10th Chief justice of Himachal Pradesh High Court
- In office 29 January 1994 – 31 July 1994
- Nominated by: M. N. Venkatachaliah
- Appointed by: S. D. Sharma
- Preceded by: Shashi Kant Seth; Bhawani Singh (acting);
- Succeeded by: Gulab Chand Gupta; Bhawani Singh (acting);

Judge of Madras High Court
- In office 25 January 1979 – 28 January 1994
- Nominated by: Y. V. Chandrachud
- Appointed by: Neelam Sanjiva Reddy
- Acting Chief Justice
- In office 15 November 1992 – 30 June 1993
- Appointed by: S. D. Sharma
- Preceded by: Kanta Kumari Bhatnagar
- Succeeded by: K. A. Swamy

Personal details
- Born: 1 August 1932
- Died: 23 May 2020 (aged 87) Chennai, Tamil Nadu
- Education: B.Sc and LL.B

= Viswanathan Ratnam =

Indian judge (1932–2020)

Viswanathan Ratnam (1 August 1932 – 23 May 2020) was an Indian judge and politician.
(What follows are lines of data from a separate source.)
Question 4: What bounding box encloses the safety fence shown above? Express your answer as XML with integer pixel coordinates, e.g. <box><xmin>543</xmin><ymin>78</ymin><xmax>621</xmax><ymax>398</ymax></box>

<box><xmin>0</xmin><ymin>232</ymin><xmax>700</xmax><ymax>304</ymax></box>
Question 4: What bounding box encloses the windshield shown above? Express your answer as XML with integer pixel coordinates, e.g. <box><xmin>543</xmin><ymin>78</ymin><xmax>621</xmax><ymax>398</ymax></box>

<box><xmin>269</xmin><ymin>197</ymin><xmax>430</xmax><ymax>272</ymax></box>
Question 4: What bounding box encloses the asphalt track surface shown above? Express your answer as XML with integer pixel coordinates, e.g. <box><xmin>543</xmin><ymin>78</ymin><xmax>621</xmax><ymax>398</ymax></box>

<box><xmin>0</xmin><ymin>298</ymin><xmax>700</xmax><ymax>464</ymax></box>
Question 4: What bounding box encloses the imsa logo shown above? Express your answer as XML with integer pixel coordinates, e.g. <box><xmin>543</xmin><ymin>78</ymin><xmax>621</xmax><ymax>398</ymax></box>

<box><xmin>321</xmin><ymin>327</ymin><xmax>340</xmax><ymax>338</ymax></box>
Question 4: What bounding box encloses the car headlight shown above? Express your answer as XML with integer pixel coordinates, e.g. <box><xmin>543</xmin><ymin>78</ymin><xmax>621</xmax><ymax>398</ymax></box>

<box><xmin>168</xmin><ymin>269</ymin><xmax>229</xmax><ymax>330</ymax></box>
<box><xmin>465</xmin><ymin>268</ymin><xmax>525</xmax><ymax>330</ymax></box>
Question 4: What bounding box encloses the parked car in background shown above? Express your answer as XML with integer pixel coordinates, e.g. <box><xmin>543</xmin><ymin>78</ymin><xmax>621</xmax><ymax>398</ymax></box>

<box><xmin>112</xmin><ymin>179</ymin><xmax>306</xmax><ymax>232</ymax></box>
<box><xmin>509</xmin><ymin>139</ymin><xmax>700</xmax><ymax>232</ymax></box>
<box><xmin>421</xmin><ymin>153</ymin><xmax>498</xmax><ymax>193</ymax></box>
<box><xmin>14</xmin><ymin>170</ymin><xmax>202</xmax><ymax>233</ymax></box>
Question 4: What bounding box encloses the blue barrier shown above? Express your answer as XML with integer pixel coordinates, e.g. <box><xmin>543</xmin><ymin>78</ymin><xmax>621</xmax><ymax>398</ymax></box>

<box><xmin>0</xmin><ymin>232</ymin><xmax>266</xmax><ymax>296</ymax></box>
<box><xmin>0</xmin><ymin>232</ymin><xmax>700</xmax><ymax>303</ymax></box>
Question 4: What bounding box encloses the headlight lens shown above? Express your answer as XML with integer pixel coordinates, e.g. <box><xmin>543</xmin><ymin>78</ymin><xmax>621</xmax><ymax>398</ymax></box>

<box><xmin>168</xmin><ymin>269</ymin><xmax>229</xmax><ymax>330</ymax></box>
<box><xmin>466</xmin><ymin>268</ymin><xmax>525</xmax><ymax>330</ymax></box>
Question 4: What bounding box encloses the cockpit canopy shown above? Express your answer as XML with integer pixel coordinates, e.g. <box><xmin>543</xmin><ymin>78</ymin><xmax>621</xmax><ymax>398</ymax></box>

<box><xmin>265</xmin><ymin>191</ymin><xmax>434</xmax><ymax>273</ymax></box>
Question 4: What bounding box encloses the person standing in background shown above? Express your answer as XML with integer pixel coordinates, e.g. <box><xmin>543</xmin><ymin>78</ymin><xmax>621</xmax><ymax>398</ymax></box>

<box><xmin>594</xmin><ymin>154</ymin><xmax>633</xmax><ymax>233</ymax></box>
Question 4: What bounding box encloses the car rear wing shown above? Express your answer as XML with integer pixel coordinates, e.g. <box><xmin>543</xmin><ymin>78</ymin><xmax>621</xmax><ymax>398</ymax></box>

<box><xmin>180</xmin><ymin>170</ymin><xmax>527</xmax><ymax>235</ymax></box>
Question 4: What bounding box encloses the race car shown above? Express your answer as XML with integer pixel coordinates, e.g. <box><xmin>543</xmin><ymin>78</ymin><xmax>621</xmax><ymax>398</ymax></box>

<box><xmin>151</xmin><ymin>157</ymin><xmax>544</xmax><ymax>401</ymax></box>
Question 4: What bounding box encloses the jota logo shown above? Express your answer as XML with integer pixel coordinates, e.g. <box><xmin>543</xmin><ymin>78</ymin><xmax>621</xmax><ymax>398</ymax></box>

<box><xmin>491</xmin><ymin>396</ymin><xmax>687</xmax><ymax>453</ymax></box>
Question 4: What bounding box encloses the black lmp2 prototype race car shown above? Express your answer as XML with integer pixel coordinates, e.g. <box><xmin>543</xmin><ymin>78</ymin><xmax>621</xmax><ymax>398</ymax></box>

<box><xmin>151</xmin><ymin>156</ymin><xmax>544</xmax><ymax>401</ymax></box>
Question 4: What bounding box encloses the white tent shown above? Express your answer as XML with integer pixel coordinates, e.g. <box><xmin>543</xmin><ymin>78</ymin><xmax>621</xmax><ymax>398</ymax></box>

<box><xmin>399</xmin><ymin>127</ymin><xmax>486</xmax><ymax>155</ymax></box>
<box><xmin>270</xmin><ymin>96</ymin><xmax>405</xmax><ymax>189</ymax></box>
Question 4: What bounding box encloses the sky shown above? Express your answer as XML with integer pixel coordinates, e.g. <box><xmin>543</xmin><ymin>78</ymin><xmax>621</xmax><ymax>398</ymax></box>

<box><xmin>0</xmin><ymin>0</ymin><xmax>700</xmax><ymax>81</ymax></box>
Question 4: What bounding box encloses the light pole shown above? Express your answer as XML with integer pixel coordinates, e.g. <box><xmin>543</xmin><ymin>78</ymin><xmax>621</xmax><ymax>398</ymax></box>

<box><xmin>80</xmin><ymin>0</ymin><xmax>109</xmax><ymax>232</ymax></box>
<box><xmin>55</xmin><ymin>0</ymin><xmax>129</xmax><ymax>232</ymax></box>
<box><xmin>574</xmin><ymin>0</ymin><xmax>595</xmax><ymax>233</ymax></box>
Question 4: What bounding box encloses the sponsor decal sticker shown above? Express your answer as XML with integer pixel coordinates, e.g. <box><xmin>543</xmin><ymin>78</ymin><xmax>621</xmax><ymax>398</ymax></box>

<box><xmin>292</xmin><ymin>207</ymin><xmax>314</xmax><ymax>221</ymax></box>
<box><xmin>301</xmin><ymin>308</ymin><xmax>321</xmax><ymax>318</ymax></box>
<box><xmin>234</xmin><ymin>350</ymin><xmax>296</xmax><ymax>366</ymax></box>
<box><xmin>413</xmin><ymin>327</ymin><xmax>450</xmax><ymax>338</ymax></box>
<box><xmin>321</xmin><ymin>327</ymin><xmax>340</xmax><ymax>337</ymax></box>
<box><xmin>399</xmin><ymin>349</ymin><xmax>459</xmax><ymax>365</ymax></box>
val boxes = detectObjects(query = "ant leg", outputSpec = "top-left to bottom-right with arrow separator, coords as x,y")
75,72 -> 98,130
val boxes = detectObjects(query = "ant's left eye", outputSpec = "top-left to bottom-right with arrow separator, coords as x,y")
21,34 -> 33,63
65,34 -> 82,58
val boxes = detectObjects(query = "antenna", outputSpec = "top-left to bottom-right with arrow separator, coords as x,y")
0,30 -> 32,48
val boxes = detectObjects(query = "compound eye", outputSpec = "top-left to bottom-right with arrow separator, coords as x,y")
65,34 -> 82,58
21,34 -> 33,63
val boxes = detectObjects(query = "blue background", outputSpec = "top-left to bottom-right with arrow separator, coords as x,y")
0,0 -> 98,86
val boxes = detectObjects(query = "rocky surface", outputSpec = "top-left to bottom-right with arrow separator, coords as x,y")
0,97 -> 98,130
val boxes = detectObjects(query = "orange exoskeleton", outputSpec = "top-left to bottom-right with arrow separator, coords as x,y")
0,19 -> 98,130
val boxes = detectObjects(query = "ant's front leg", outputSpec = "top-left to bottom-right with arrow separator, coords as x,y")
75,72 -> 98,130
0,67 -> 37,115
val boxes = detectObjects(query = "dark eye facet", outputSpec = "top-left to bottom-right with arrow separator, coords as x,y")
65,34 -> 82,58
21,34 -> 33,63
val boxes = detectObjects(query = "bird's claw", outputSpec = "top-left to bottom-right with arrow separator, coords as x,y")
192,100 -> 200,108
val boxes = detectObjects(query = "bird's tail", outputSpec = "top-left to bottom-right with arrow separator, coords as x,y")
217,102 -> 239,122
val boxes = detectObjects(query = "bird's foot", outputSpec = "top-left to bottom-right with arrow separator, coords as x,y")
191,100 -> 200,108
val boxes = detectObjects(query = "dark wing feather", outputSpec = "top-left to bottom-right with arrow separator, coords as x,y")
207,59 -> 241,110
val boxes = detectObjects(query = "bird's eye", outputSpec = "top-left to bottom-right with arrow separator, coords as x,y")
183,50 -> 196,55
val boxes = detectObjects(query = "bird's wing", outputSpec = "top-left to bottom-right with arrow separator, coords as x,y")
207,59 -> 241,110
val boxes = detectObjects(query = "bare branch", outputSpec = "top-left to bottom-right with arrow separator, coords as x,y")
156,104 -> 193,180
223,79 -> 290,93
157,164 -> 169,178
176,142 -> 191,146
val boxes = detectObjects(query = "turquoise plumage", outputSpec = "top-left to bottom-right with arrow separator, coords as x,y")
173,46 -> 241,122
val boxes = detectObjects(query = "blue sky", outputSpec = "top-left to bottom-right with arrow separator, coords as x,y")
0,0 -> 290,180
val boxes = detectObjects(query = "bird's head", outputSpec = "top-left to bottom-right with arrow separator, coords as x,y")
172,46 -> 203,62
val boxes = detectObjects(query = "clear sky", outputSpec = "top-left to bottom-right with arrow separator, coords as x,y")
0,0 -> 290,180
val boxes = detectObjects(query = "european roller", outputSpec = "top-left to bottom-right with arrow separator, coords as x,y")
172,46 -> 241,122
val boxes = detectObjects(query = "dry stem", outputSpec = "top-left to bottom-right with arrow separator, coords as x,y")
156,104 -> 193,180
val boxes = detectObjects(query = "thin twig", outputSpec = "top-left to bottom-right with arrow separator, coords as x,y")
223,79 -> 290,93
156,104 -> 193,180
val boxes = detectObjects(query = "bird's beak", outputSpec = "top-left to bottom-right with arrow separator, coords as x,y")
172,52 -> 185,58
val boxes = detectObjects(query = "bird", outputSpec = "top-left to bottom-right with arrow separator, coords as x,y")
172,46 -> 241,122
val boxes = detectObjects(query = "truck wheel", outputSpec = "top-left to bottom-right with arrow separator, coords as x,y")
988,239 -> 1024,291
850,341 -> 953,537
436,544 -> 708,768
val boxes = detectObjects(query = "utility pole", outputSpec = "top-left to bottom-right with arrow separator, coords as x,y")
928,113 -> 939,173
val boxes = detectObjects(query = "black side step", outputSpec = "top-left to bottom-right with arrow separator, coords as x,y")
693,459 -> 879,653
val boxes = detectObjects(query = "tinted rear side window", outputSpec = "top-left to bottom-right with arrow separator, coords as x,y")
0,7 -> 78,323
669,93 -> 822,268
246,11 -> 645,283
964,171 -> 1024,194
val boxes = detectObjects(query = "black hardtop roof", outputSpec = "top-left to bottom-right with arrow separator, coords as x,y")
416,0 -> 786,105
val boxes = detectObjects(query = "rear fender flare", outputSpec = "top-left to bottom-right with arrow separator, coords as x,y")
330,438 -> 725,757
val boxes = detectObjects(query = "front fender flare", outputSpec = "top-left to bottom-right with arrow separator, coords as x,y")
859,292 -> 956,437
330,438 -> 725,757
He served as Chief Justice of the Himachal Pradesh High Court and Governor of Himachal Pradesh.

==Life and career==
Ratnam was born in 1932. He passed B.Sc., LL.B. and was enrolled as an Advocate on 25 July 1955. He started practice on Civil and Labour matters in the Madras High Court. Ratnam became a member of the Executive Committee of the Tamil Nadu Legal Aid Board. On 25 January 1979, he was appointed permanent judge of Madras High Court. Since 15 November 1992, he also took charge of the Acting Chief Justice of Madras High Court. Justice Ratnam was elevated in the post of Chief Justice of Himachal Pradesh High Court on 29 January 1994 and retired on 1 August 1994 from the post. He also took charge in the post of Governor of Himachal Pradesh for 19 days.

Ratnam died from COVID-19 on 23 May 2020, at the age of 87.